It's very similar to EL, from this screenshot:

Spoiler :


Basically, you move around armies that are composed up to 8 units (max is 4 at the beginning, tech increases the limit). So there's no carpet of doom, and the player and the AI have to move "less units" around the map, fixing the issue of pathfinding. When the armies clash, a battle area is marked in the actual map, 3 hexes around from each army. You can see it as the white area in the screenshot above. You can then place the armies in any disposition you want on your side of the battlefield, which would make it much easier for the AI to make proper formations (melee in front, archers behind on hills, etc). In EL you could give the all the units some general instructions (attack this enemy, move here) and a general fallback tactic if it couldn't do what you said. Then the battle plays out using initiative.

From what it seems, battles here could be manual to get the civ crowd, which would be great.

This is the huge misconception that has dogged the Civ games.

The worst problem civ has is the "multiple paths to victory" that superficially creates the impression of variety but in actuality leads to the monotony of singular focus and overspecialization. Many if not most dissatisfaction with a Civ game can traced to its use of multiple victory conditions.

In a score-based, you don't necessarily repeat the same actions every game to win. That's what Civ has conditioned the player to think because at the start of a game you pick one of the available victory conditions and repeat the same actions over and over to win that type of victory. The supposed replayability comes in choosing another victory, and then your cookie-cutter cities spam whatever it takes to win that victory type, and treating anything that doesn't contribute directly to that victory as a deviation from course.

A score-based victory lets you aggregate success as a civilization in a multitude of areas. Science, economics, religion, diplomacy, military, and so forth. It means the ability to pivot and diversify. That's what variety is supposed to consist of.

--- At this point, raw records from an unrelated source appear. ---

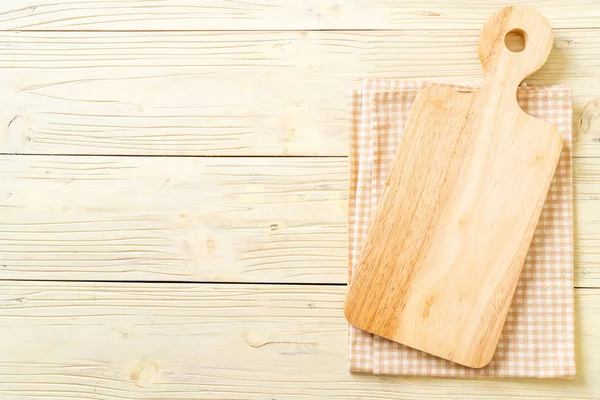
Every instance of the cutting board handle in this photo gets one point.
(498, 60)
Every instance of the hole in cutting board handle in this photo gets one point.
(515, 40)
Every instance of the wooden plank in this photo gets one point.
(179, 341)
(271, 93)
(208, 219)
(275, 14)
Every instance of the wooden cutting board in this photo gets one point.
(445, 250)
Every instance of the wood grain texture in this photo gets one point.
(255, 219)
(271, 93)
(214, 219)
(111, 341)
(275, 14)
(445, 250)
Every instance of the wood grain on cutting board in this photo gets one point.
(77, 97)
(445, 251)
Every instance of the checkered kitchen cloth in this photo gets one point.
(538, 337)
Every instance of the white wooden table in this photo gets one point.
(137, 266)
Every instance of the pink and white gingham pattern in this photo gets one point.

This SO much. Couldn't say it better.
 
A score-based victory lets you aggregate success as a civilization in a multitude of areas. Science, economics, religion, diplomacy, military, and so forth. It means the ability to pivot and diversify. That's what variety is supposed to consist of.
What I have always been after in Civ. I sort of play this way anyway. When I get tired of a game I stop and think how I am seen compared to the others.
 
The Endless games always look great, but I personally never like the actual gameplay in them. But might help spur some new ideas for future Civ games, and a bit of validation for the genre is always a good thing.
 
The Endless games always look great, but I personally never like the actual gameplay in them. But might help spur some new ideas for future Civ games, and a bit of validation for the genre is always a good thing.

In my case I loved the gameplay and mechanics in EL, but the lore and visuals were what kept me back. Even if there's a sci-fi pseudo justification, the lore felt made by a teenager (So we have this techno vikings, and armored ghosts, and flesh eating insects, and animated cult statues, and BDSM female mages, and DRAGONS!). I always wanted the same mechanics in a Civ type game, so I'm really eager to try this out.
 
From the sounds of things, this has an idea that I always wanted. Maybe not for Civ, but something like Civ.

You start as a generic tribe, then gain traits as you go along. So a tribe on the Steppes with horses might choose a trait that benefits mobile cavalry or a civ with fertile fields and access to stone might choose a trait for building wonders. And you pick new traits as you go to address new challenges.

And Humankind seems to have that. Only instead of simply calling them traits, they call them civs. And they come with new art styles in addition to traits. And they fuse with your previous traits.

So it's sort of like how the Romans became Byzantines. An organic evolution in culture over time. Only the Romans might become the Vikings instead.